Capstone Checkpoint

Stephanie Clancy
Christopher Sites

Long-term care has become a crucial policy issue. The aging Americans and their part of the nation’s population are increasing, and Americans who reach 65 are living longer. The discussion over long-term care by policymakers and members of the public has declined and arose during the past three decades. More Americans and their leaders face the problem of how to meet the requirements of the elderly with continuing disabilities in the United States.
The ethical dilemma that this issue poses is the benefits of treatments that the elderly need vary immensely.
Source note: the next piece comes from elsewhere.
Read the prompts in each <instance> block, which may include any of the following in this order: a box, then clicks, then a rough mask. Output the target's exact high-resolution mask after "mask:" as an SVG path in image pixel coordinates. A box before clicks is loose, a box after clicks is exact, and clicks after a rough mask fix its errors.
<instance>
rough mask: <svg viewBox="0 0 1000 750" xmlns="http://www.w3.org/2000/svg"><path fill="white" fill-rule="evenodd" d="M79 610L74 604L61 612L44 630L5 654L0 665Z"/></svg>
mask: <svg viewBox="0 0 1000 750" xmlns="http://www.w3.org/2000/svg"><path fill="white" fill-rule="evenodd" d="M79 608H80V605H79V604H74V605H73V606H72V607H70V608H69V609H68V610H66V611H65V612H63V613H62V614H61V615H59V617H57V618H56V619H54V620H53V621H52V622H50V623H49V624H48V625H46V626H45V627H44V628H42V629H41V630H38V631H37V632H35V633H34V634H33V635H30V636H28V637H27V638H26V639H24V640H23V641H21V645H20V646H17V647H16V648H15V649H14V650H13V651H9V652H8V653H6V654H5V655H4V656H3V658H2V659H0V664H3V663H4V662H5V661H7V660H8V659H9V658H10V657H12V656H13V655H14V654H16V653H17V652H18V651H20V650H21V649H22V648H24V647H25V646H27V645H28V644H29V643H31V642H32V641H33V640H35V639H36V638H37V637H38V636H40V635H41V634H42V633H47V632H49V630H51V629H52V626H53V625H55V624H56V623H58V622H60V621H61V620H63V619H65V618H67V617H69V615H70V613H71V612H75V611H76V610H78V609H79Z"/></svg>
Whatever the long-term care the elderly need will be based on what healthcare they have and how much their healthcare will pay. If their healthcare only pays for a certain amount and the elderly do not have the means to pay the rest, then they do not get what they need.
As a leader in a human service organization, I would respond to this issue by going to congress or whoever else I can go to and fight for the elderly. I would let them know that the healthcare that they are getting is not enough because some of them cannot pay for certain medical procedures because they just do not make enough money. Therefore, they could get worse or even die without that procedure. I would make them see or at least show them statistics of how many elderly have gotten worse or even died from not getting the procedure needed.

Stone, Robyn I. (2000). Long-term Care for the Elderly with Disabilities: Current Policy, Emerging Trends, and Implications for the Twenty-First Century.